Antagonism betweenWg and EGFR signaling has also been demonstrated
in segmental patterning of the embryo (O’Keefe et al. 1997;
Szuts et al. 1997) and in development of the head and third instar
wing pouch (Amin et al. 1999; Wessells et al. 1999), suggesting
such a relationship between these pathways may be a common theme
in a number of cell fate choices. Finding that one of the main
functions of Wg in early wing specification is to repress Vn/EGFR
signaling in the distal region of the early disc raises the question
as to whether this is the only role of Wg in wing specification
and hence if wing-cell fate can be specified in the absence of
both signals. This seems unlikely as nubbin, an early wing cell
marker (Ng et al. 1996), is not misexpressed proximally in a vn
mutant, where cells would lack both signals. Vn/EGFR signaling
promotes development of the notum by maintaining its own activity
through transcriptional activation of vn itself, and also promotes
expression of ap. Thus, both vn and ap appear to be targets of
EGFR signaling, but the domain of ap is clearly wider than that
of vn, indicating that ap can be activated at a lower signaling
threshold than vn. Vn is a secreted molecule and thus could generate
a gradient of EGFR activity. This provides an explanation for
how EGFR signaling can regulate both wing and notum development:
vn autoregulation and notum development requires high EGFR signaling
activity whilst ap expression and subsequent wing development
requires lower signaling activity (Fig. 5). Interestingly, vertebrate
EGFR and its ligands are expressed in the chick limb bud in a
pattern that appears to overlap with the vertebrate ap homolog
Lhx2, and these factors are required for limb outgrowth in the
chick (Dealy et al. 1998; Rodriguez-Esteban et al. 1998). In light
of our present results it will be important to determine whether
EGFR signaling controls Lhx2 expression and thus plays a role
in regulating outgrowth of the vertebrate limb. Our results may
also have implications for the evolution of insect wings. If the
control of body wall development by EGFR signaling is ancestral,
and comparative analysis of other arthropods will be required
to assert this, then one of the first steps towards evolution
of wings could have occurred when EGFR signaling assumed control
of ap." (Wang,
2000)
- In the wild-type third instar wing disc, the notum and the wing
hinge territories are separated by a fold in the epithelium (Figs.

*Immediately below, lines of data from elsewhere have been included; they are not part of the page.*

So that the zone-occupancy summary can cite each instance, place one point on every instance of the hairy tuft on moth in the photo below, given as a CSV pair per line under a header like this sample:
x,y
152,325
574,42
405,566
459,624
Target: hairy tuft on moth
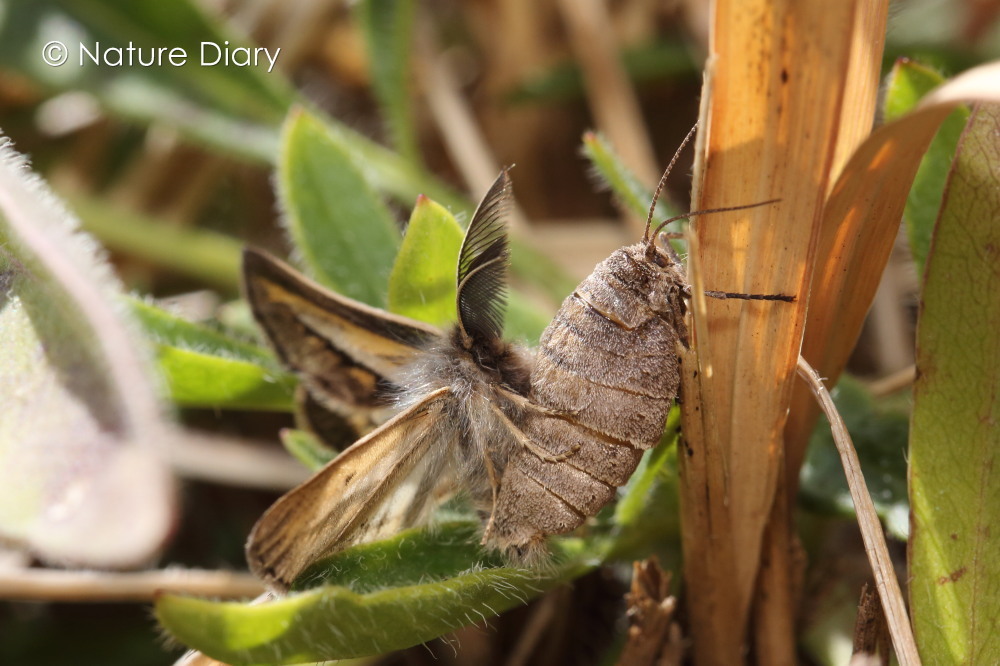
x,y
540,441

2A and 3A,B; Bryant 1978) (Diez
del Corral, 1999)
- "The well-known organizing borders of the wing disc coincide
with the A/P and D/V cell-lineage restriction boundaries (Blair
1995; Brook et al. 1996). A similar boundary, located between
the notum and the wing hinge, has been inferred after examining
lineage clones in the adult cuticle (Garc?´a-Bellido et
al. 1976). However, at the disc level, we have not found evidence
for the existence of this cell-lineage restriction. If present,
it certainly does not coincide with the border of Iro-C-expressing
cells, as cell-lineage clones generated by the Minute technique
(Morata and Ripoll 1975) and induced as late as 72–96 hr
AEL straddled this border (Fig. 5C). We conclude that upon proliferation,
cells that cross the border of Iro-C expression most likely change
their fate from notum to proximal hinge or vice versa." (Diez
del Corral, 1999)
- "The patterns of expression of Iro and other genes important
for development of the wing disc suggest that this disc is organized,
in the proximal/distal axis, in concentric domains (Fig. 5D).

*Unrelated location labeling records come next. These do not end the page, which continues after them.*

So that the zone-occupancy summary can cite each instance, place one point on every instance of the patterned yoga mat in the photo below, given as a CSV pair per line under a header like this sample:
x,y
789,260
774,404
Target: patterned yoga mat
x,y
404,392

Iro expression (Fig. 5A; Go´mez-Skarmeta et al. 1996) coincides
with the outermost domain, which gives rise to the notum and meso-thoracic
pleura, whereas the vg quadrant enhancer-mediated expression coincides
with the innermost one (Kim et al. 1996), essentially the wing
blade territory. In between, the expressions of nub (Ng et al.
1995) and l(2)09261 coincide with increasingly larger domains
(Fig. 4), and the rings of late expression of wg (Phillips and
Whittle 1993) mark concentric subdomains of the proximal wing.

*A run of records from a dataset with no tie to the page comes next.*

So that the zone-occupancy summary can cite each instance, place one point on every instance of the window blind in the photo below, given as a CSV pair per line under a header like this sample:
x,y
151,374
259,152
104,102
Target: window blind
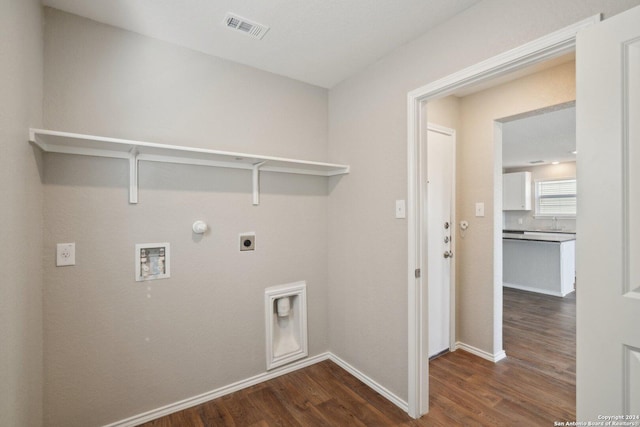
x,y
556,197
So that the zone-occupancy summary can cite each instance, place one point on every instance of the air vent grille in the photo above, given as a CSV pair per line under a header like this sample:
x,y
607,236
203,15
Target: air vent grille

The finding that Iro-C promotes the development of notum as opposed
to dorsal hinge structures suggests a specific genetic address
for the hinge domain, for which we do not know of a corresponding
marker. Palaeontological data on the structure of primitive fossil
pterygote hinges suggest that the hinge structures (tergal pteralia)
originated from the tergal lobes (lateral projections of the tergum)
(Kukalova-Peck 1978); that is, phylogenetically, they are probably
body wall structures (Fig. 5E). Accordingly, the Iro-C homeodomain
proteins help establish a subdivision between two tergal territories
and could do so by antagonizing genes specifying hinge fate."
(Diez
del Corral, 1999)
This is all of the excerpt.